Near-lossless $\ell_\infty$-constrained Image Decompression via Deep Neural Network
This addresses the need for ultra-high-fidelity image decompression in critical applications like medicine and space, though it is incremental as it builds on existing CNN-based artifact removal methods.
The paper tackles the problem of restoring distinctive image details lost in compression by proposing a neural network with an ℓ∞ fidelity criterion, which outperforms state-of-the-art methods in ℓ∞ error and perceptual quality while being competitive in ℓ₂ error.

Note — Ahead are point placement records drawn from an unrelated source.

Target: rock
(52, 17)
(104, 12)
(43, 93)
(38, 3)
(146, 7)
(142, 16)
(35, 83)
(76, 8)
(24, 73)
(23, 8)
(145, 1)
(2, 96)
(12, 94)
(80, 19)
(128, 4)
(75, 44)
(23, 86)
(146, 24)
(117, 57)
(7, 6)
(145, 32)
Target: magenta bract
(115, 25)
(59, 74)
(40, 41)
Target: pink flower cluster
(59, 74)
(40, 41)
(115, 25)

Recently a number of CNN-based techniques were proposed to remove image compression artifacts. As in other restoration applications, these techniques all learn a mapping from decompressed patches to the original counterparts under the ubiquitous $\ell_\infty$ metric. However, this approach is incapable of restoring distinctive image details which may be statistical outliers but have high semantic importance (e.g., tiny lesions in medical images). To overcome this weakness, we propose to incorporate an $\ell_\infty$ fidelity criterion in the design of neural network so that no small, distinctive structures of the original image can be dropped or distorted. Experimental results demonstrate that the proposed method outperforms the state-of-the-art methods in $\ell_\infty$ error metric and perceptual quality, while being competitive in $\ell_2$ error metric as well. It can restore subtle image details that are otherwise destroyed or missed by other algorithms. Our research suggests a new machine learning paradigm of ultra high fidelity image compression that is ideally suited for applications in medicine, space, and sciences.